Lifestyle Support Robot

  Human pose estimation in unusual postures

Human pose is one of the important information for estimating human states. If the robot knows the pose, it can, for example, examine head and face regions for measuring vital signs like breathing. We have developed depth data-based pose estimation methods for usual and unusual poses. One of the method uses a deep neural network and a huge dataset of synthetically-generated human depth data with body part labels annotation.

[References]

  • K. Nishi and J. Miura, "A Head Position Estimation Method for a Variety of Recumbent Positions for a Care Robot", Proc. 2015 Int. Conf. on Advanced Mechatronics (ICAM-2015), Tokyo, Japan, Dec. 2015.
  • K. Nishi, M. Demura, J. Miura and S. Oishi, "Use of Thermal Point Cloud for Thermal Comfort Measurement and Human Pose Estimation in Robotic Monitoring", Proc. 5th Int.
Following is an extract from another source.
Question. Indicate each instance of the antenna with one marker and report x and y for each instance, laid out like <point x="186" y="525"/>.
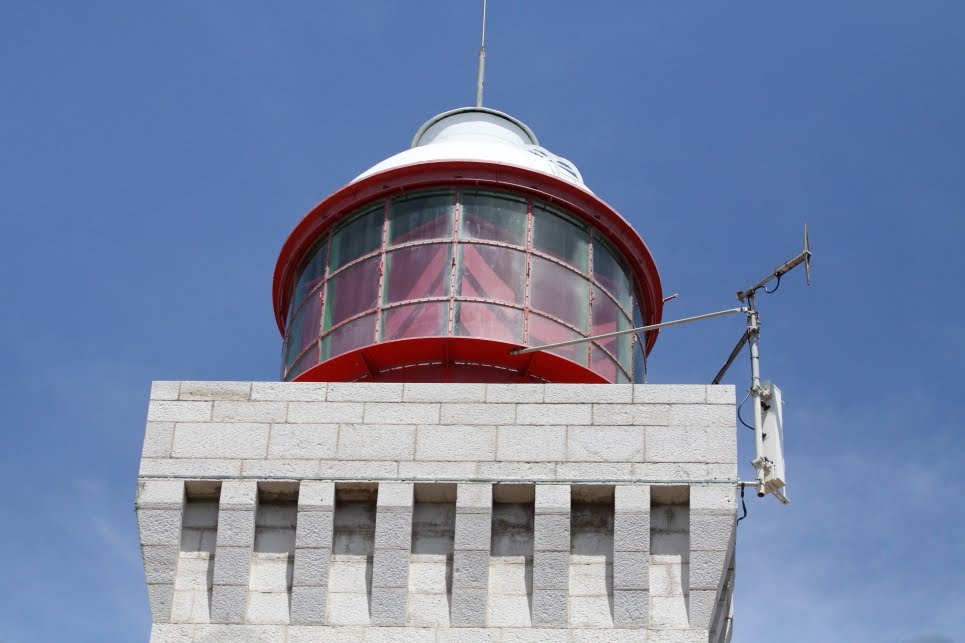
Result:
<point x="482" y="60"/>
<point x="768" y="418"/>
Workshop on Assistive Computer Vision and Robotics (ACVR 2017), Venice, Italy, Oct. 2017.
  • K. Nishi and J. Miura, "Generation of Human Depth Images with Body Part Labels for Complex Human Pose Recognition", Pattern Recognition, Vol. 71, pp. 402-413, 2017.
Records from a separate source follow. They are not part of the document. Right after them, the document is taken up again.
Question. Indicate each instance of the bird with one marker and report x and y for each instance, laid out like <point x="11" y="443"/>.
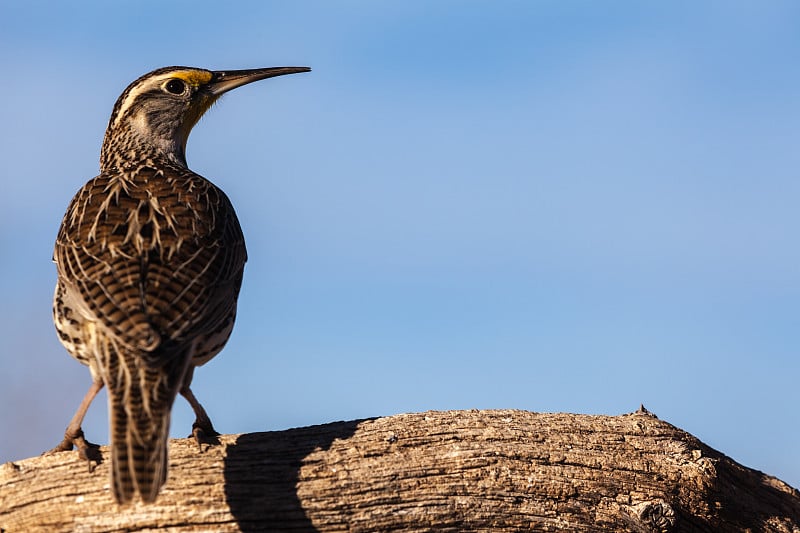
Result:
<point x="149" y="258"/>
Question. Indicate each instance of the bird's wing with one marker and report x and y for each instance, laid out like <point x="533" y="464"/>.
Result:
<point x="153" y="260"/>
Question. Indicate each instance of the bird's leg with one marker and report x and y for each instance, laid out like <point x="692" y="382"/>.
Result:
<point x="202" y="430"/>
<point x="73" y="436"/>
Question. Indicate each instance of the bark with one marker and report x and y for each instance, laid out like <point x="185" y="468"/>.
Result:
<point x="444" y="471"/>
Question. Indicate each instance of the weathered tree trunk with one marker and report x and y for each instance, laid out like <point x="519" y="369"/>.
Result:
<point x="444" y="471"/>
  Physical state monitoring of residence for lifestyle support

Keeping the physical states such as temperature, humidity, and lighting of a residence comfortable is very important for lifestyle support. We have been developing a robot system that automatically moving around to monitor the physical states. Based on the monitored states and the state of the resident, the robot will take appropriate actions like controlling appliances and/or issuing an alert.

[References]

  • S. Kani and J. Miura, "Mobile Monitoring of Physical States of Indoor Environments for Personal Support", Proc. 2015 IEEE/SICE Int. Symp. on System Integration (SII-2015), pp. 393-398, Nagoya, Japan, Dec. 2015.



  Thermal comfort estimation by a mobile robot

Estimating thermal comfort of a residence is important. A thermal comfort measure, PMV (predicted mean vote), can be calculated by six major factors, four of which are about the physical state and the rest are about the human state. We have developed a method of estimating one of the human states, that is, the clothing insulation (the amount of clothing in terms of thermal insulation), or clo-value, using thermal images and image-based human recognition techniques. We developed an experimental system to estimate PMV of indoor environments.

[References]

  • K. Nishi, M. Demura, J. Miura and S. Oishi, "Use of Thermal Point Cloud for Thermal Comfort Measurement and Human Pose Estimation in Robotic Monitoring", Proc. 5th Int. Workshop on Assistive Computer Vision and Robotics (ACVR 2017), Venice, Italy, Oct. 2017.